The identification of explosives is critical for analyzing the background of terrorism activities and the origin of pollution aroused by the explosives, but it is a challenge to discriminate the explosives with a very similar structure. Herein we report a series of TPE-based macrocycles with an AIE effect for the 0.2-4 ppb level detection of TNT among a number of nitro-aromatic compounds through fluorescence quenching in natural water sources, whereas the contact mode approach using portable paper sensors exhibited a high sensitivity for the detection of TNT at 1.0 × 10(-13) M level. The reliability of the quantitative analysis has been confirmed by HPLC. Our findings demonstrate that the TPE-based macrocycles have great potential as excellent sensors for TNT. Moreover, it was found for the first time that the macrocycles could selectively recognize nitroaromatics explosives bearing methyl group through a CH3-π interactions, and even exhibit a sole selectivity for TNT among the very difficultly differentiating nitroaromatics including trinitrophenol and trinitrobenzene.

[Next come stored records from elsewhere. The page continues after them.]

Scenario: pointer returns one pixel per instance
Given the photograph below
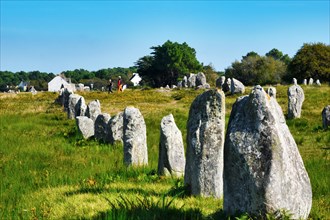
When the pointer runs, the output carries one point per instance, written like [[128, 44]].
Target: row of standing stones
[[256, 167]]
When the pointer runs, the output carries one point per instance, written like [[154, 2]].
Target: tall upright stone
[[296, 98], [101, 127], [171, 160], [263, 170], [73, 100], [85, 126], [116, 128], [93, 109], [205, 140], [135, 138], [326, 117]]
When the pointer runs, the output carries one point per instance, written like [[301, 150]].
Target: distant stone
[[171, 160], [85, 126], [311, 81], [205, 140], [101, 127], [326, 117], [305, 82], [296, 98], [192, 80], [93, 109], [116, 128], [200, 79], [220, 81], [263, 170], [294, 81], [73, 100], [271, 91], [236, 87], [135, 138], [227, 85]]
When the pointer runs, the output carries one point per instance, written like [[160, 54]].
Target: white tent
[[57, 83]]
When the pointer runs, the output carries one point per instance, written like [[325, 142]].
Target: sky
[[55, 36]]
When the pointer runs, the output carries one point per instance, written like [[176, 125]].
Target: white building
[[135, 79]]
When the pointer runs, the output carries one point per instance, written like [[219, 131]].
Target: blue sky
[[54, 36]]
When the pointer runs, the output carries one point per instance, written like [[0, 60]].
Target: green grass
[[47, 171]]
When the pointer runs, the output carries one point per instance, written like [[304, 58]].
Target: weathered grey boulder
[[171, 160], [93, 109], [200, 79], [135, 138], [236, 87], [296, 98], [271, 91], [227, 85], [85, 126], [326, 117], [185, 82], [294, 81], [205, 140], [101, 127], [191, 82], [305, 82], [73, 100], [263, 170], [220, 81], [116, 128], [311, 81], [80, 107]]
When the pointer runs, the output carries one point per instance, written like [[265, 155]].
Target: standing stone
[[101, 127], [220, 81], [296, 98], [171, 150], [135, 138], [80, 107], [185, 82], [236, 87], [294, 81], [93, 109], [192, 80], [73, 100], [205, 140], [305, 82], [200, 79], [85, 126], [116, 128], [311, 81], [271, 91], [326, 117], [226, 86], [263, 170]]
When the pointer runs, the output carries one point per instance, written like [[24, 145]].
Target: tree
[[311, 60], [167, 63]]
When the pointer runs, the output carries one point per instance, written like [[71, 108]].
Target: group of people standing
[[119, 85]]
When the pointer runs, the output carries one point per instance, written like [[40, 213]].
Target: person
[[120, 84], [110, 86]]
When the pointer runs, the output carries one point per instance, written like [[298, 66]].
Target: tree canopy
[[167, 63], [311, 60]]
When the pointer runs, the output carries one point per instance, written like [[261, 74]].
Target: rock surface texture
[[85, 126], [296, 98], [93, 109], [135, 138], [205, 140], [171, 150], [326, 117], [263, 170]]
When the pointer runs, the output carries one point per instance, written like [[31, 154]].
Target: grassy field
[[47, 171]]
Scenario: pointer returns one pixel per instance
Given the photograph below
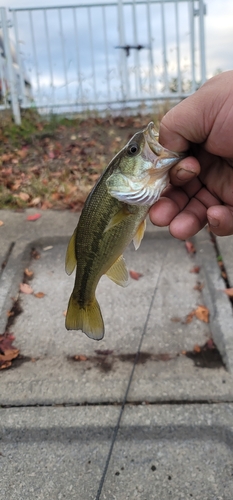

爆炸物的识别对于分析恐怖主义活动背景以及爆炸物引起的污染来源至关重要,但区分结构非常相似的爆炸物是一项挑战。在此,我们报告了一系列具有聚集诱导发光(AIE)效应的基于四苯乙烯(TPE)的大环化合物,通过在天然水源中荧光猝灭实现对多种硝基芳烃化合物中0.2 - 4 ppb水平的三硝基甲苯(TNT)检测,而使用便携式纸质传感器的接触模式方法对1.0×10⁻¹³ M水平的TNT检测表现出高灵敏度。高效液相色谱(HPLC)已证实定量分析的可靠性。我们的研究结果表明,基于TPE的大环化合物作为TNT的优秀传感器具有巨大潜力。此外,首次发现大环化合物可通过CH₃ - π相互作用选择性识别带有甲基的硝基芳烃爆炸物,甚至在包括三硝基苯酚和三硝基苯在内极难区分的硝基芳烃中对TNT表现出唯一选择性。